Margatroyper Wrote:KimKardashian Wrote:You think calling the largest trial-and-error training by evolution "mommy nature" sidesteps the issue?
The German Shepherd, the Golden Retriever, the Borzoi, the world had eons to cultivate them, but never bothered. It took human hands, in what was relatively an instant, to make them out of the generic canine biomass mommy nature cranked out. Mistakes were made too, like the pug or the pitbull, but even these were not the results of random chaos, but of men trying to make funny chungus dogs, deliberate processes which can be avoided.
Nature produced one thing of critical note, the White Man, the wellspring of achievement. "Mommy nature" is an apt way to dismiss what comes across as venerating a random noise generator.
BTW, want to know what the opposite of a random noise generator is? A denoising algorithm, AKA generative AI. Nature produces niggers, and when coerced by bad hands produces pugs, pitbulls, Zambo, and Africanized honeybees. All noise, the kind of noise latent diffusion is designed to remove given the limitations of finite hardware resources and time.
You put forth a great point. Aryan Reason produced these wonderful creatures, yes, and it did so
without prior examples from which to draw from. The selective breeding of animals is an Art by which Whites take the best from nature and refine it in accordance to some innate desire. A spontaneity of genius, a self-defining goal towards idealized specimens.
But the direct comparison between
that and generative AI is unequivocally incorrect. If we're to take the materialist frame and remake the analogy, then the random chaos of material conditions and thermodynamics is the "noise", and evolution (which you misname as nature) would be the "denoising algorithm". That is also exactly how modern AI works, something which you would immediately understand if you've ever trained your own neural networks, whether DLNNs or GANs.
At the heart of a computational AI is a literal random noise generator, which you then attempt to tame through what essentially amounts to brute force linear algebra. It could lead to something usable, or it could lead to a digital nigger, all depending upon your training parameters, skill as a developer, and luck with local maximae. How is that different from your caricature of "nature"? Once again, the task falls upon the white engineer's discerning eye to define the training targets and select the best specimens, without which the process would lead to nothing at all. This is why we see nothing coming out of China or Japan, despite them having access to the exact same hardware and mathematics.

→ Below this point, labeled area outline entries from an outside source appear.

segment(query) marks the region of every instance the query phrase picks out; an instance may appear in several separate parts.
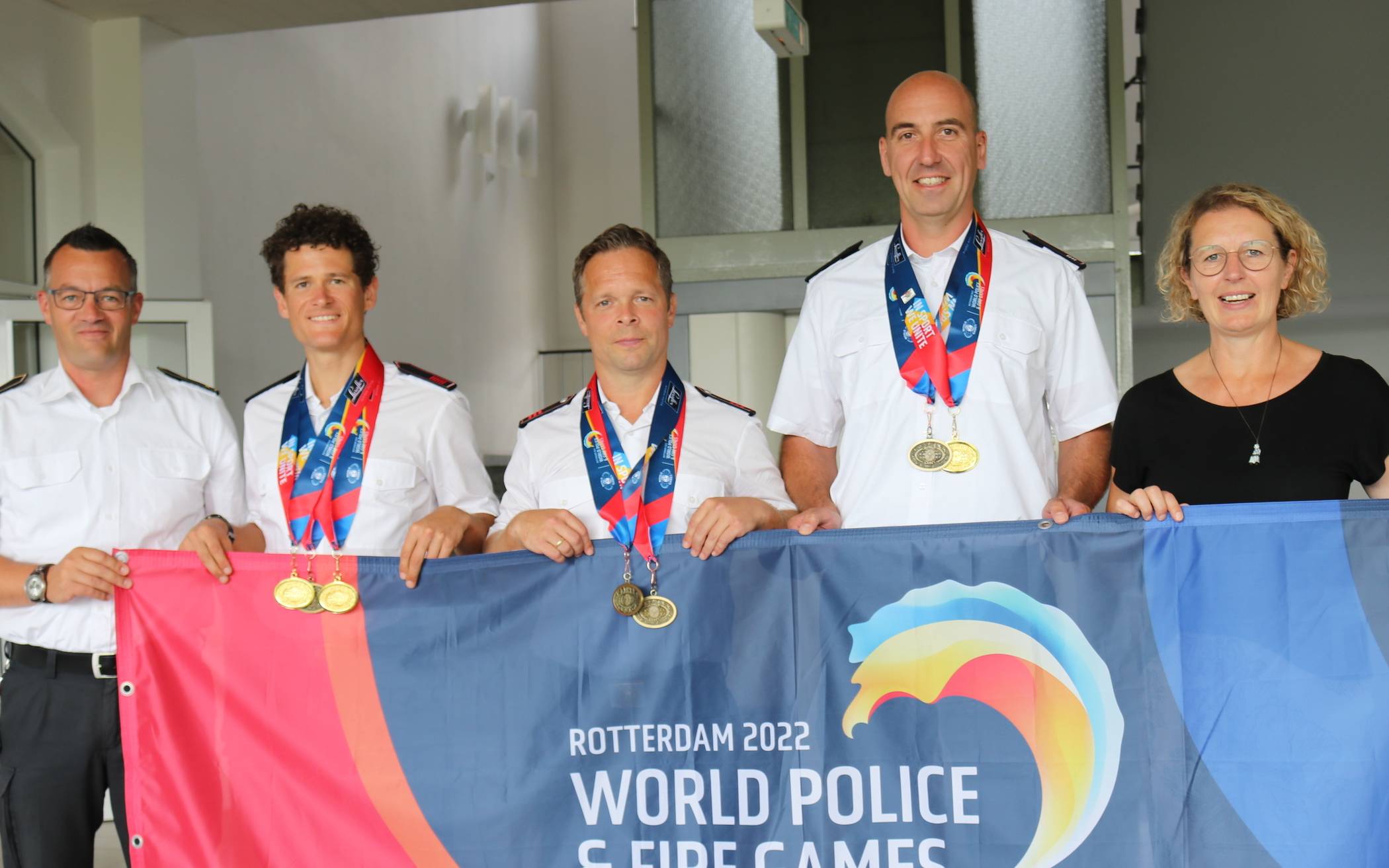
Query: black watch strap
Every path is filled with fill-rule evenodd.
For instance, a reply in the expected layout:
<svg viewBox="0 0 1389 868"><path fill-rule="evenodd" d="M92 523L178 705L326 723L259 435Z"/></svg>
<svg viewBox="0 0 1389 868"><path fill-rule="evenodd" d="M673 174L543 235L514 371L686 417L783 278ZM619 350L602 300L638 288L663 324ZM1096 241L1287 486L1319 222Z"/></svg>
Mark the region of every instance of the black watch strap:
<svg viewBox="0 0 1389 868"><path fill-rule="evenodd" d="M232 522L228 521L228 518L225 515L218 515L217 512L208 512L207 515L203 517L203 521L207 521L208 518L215 518L217 521L219 521L224 525L226 525L226 539L228 539L228 542L231 542L235 546L236 544L236 528L232 526Z"/></svg>

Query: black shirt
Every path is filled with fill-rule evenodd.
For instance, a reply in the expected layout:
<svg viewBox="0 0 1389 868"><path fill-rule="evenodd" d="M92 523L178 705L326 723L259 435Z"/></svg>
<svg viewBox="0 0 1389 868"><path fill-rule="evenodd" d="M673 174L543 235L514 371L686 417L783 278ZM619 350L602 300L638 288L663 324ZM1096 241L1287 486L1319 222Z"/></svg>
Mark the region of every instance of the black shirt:
<svg viewBox="0 0 1389 868"><path fill-rule="evenodd" d="M1156 485L1182 503L1343 500L1371 485L1389 456L1389 383L1358 358L1322 353L1300 383L1265 404L1221 407L1171 371L1129 389L1114 419L1110 462L1124 492ZM1249 422L1246 428L1240 412Z"/></svg>

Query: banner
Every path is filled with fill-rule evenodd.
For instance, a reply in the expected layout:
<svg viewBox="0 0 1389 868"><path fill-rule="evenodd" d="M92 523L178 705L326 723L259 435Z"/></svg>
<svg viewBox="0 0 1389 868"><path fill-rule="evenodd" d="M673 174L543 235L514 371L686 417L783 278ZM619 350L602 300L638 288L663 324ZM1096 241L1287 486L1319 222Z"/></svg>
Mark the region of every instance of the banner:
<svg viewBox="0 0 1389 868"><path fill-rule="evenodd" d="M664 629L611 543L129 557L136 868L1389 864L1386 504L672 537Z"/></svg>

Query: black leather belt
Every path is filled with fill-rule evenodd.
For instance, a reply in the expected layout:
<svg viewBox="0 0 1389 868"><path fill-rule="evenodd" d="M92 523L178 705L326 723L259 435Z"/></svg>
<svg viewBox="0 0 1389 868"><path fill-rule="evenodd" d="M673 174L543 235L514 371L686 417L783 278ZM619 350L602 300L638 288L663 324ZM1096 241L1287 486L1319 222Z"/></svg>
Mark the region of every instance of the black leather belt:
<svg viewBox="0 0 1389 868"><path fill-rule="evenodd" d="M88 678L115 678L115 654L82 654L78 651L56 651L33 644L7 642L11 667L43 669L57 675L85 675ZM50 668L51 667L51 668Z"/></svg>

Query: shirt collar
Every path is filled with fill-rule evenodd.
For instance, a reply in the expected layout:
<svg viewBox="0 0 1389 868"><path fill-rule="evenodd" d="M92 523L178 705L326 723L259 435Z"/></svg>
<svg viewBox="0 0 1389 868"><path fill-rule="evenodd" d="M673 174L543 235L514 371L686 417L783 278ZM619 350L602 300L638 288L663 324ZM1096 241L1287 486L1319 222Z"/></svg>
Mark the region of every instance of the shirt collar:
<svg viewBox="0 0 1389 868"><path fill-rule="evenodd" d="M970 233L970 226L972 226L972 225L974 225L974 221L970 221L970 225L967 225L964 228L964 231L960 232L958 236L956 236L956 240L950 242L950 244L947 244L945 250L939 250L939 251L933 253L932 256L921 256L920 253L917 253L915 250L913 250L911 244L907 243L907 235L906 233L903 233L903 236L901 236L901 246L907 249L907 258L911 260L913 262L929 262L931 260L936 258L938 256L940 256L946 250L950 251L950 261L953 262L954 258L957 256L960 256L960 249L964 247L964 236Z"/></svg>
<svg viewBox="0 0 1389 868"><path fill-rule="evenodd" d="M136 383L143 385L146 389L151 387L150 382L144 378L144 371L140 368L140 365L135 364L135 360L132 358L125 362L125 379L121 382L121 392L117 393L115 400L111 401L111 407L119 406L121 400L126 396L126 393L131 392L131 389ZM71 376L68 376L67 368L64 368L60 364L57 368L53 369L53 372L49 375L47 382L43 385L43 392L39 394L39 401L47 404L64 399L69 394L76 396L79 400L86 401L86 396L82 394L82 390L78 389L78 385L72 382Z"/></svg>
<svg viewBox="0 0 1389 868"><path fill-rule="evenodd" d="M651 400L646 401L646 407L642 408L642 415L636 417L635 422L628 422L626 417L622 415L622 410L617 406L617 401L610 401L606 394L603 394L603 383L599 383L599 400L603 401L603 410L613 419L613 424L621 425L642 425L651 422L651 412L656 410L656 396L661 393L661 386L657 383L656 392L651 393Z"/></svg>

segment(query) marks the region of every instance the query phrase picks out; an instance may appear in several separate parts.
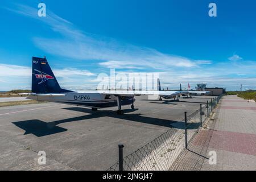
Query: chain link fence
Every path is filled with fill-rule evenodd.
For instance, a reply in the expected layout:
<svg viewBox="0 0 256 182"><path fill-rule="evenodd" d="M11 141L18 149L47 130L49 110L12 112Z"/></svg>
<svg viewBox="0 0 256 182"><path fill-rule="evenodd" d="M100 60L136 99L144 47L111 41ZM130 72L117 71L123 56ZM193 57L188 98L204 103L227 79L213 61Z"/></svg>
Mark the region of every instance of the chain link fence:
<svg viewBox="0 0 256 182"><path fill-rule="evenodd" d="M210 116L210 113L217 106L222 96L214 98L205 105L201 105L200 108L196 111L185 116L184 119L181 121L184 123L183 128L171 128L152 141L123 158L122 148L121 151L119 148L119 161L108 170L169 170L186 146L192 141L200 126L203 126ZM120 152L122 153L121 158Z"/></svg>

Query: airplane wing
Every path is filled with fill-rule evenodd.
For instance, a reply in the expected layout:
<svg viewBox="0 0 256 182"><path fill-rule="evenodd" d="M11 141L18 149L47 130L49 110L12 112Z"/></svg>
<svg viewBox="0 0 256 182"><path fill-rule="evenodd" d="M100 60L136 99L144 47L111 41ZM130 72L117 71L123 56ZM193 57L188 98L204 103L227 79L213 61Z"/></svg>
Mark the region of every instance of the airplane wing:
<svg viewBox="0 0 256 182"><path fill-rule="evenodd" d="M105 94L113 94L120 96L177 96L188 94L187 91L158 91L158 90L106 90L100 92Z"/></svg>
<svg viewBox="0 0 256 182"><path fill-rule="evenodd" d="M22 96L65 96L65 94L61 93L44 93L44 94L36 94L35 93L21 93L19 95Z"/></svg>
<svg viewBox="0 0 256 182"><path fill-rule="evenodd" d="M189 93L210 93L209 91L188 91Z"/></svg>

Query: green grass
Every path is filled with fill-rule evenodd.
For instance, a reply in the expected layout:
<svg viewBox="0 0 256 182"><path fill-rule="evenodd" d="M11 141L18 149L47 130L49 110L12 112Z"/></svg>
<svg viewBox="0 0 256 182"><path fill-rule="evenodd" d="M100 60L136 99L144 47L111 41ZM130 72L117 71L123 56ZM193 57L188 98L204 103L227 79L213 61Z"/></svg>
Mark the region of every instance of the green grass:
<svg viewBox="0 0 256 182"><path fill-rule="evenodd" d="M19 93L30 93L30 90L13 90L11 91L0 93L0 97L20 97Z"/></svg>
<svg viewBox="0 0 256 182"><path fill-rule="evenodd" d="M226 96L229 95L237 95L239 97L245 100L253 100L256 101L256 91L255 90L246 90L242 92L240 91L228 91L226 93Z"/></svg>
<svg viewBox="0 0 256 182"><path fill-rule="evenodd" d="M21 101L1 102L0 107L13 106L20 105L27 105L32 104L45 103L46 102L38 101L35 100L27 100Z"/></svg>
<svg viewBox="0 0 256 182"><path fill-rule="evenodd" d="M243 92L243 93L240 93L238 95L238 97L243 99L251 100L253 100L256 101L256 92Z"/></svg>

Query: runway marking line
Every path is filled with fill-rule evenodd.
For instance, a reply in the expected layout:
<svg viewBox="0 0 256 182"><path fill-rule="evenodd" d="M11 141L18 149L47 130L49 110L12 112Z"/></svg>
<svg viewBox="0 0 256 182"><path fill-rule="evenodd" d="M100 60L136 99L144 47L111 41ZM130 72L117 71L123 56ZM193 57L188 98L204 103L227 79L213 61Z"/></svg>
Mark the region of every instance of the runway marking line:
<svg viewBox="0 0 256 182"><path fill-rule="evenodd" d="M24 111L28 111L30 110L37 110L37 109L45 109L45 108L51 107L54 107L54 106L50 106L39 107L39 108L35 108L35 109L28 109L28 110L23 110L18 111L0 114L0 115L10 114L14 114L14 113L20 113L20 112L24 112Z"/></svg>

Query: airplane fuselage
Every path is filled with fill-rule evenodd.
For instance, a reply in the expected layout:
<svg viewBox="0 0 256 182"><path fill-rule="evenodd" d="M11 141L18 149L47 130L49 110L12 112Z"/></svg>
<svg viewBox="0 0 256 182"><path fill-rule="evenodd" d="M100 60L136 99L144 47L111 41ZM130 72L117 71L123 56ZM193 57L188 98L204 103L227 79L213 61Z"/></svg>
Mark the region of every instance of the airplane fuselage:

Quote:Nature produced one thing of critical note, the White Man, the wellspring of achievement.
If that is so, then the question should be:
how? I'd say there are plenty of creatures, mainly predatory animals like eagles, tigers, etc, which are beautiful and intelligent; in stark contrast to the nigger. But I digress... What we have with digital neural networks right now is precisely as Zed said in regards to liquid vs crystal intelligence. Empirically, there is nothing innately "magical" about human cognition as such, but there
is a fundamental difference between a biological medium and a transistor circuit medium. (Actually, several.) It has to do with the automatic biological ability to adapt to entirely new scenarios, versus the digital "glacial intelligence" which internalizes known patterns and replicates them. Without explicit guidance, a computational neural network exists in a state of perpetual disorientation.
Zed Wrote:The future pursuit of AGI must come via smaller and leaner models with architectures capable of self-detecting and self-optimizing against failures in real time.
This is the correct understanding. AGI remains possible, but it won't be coming about from any of the current architectures, and certainly not from the "scale is all you need" cargo cult we have downstream of OpenAI.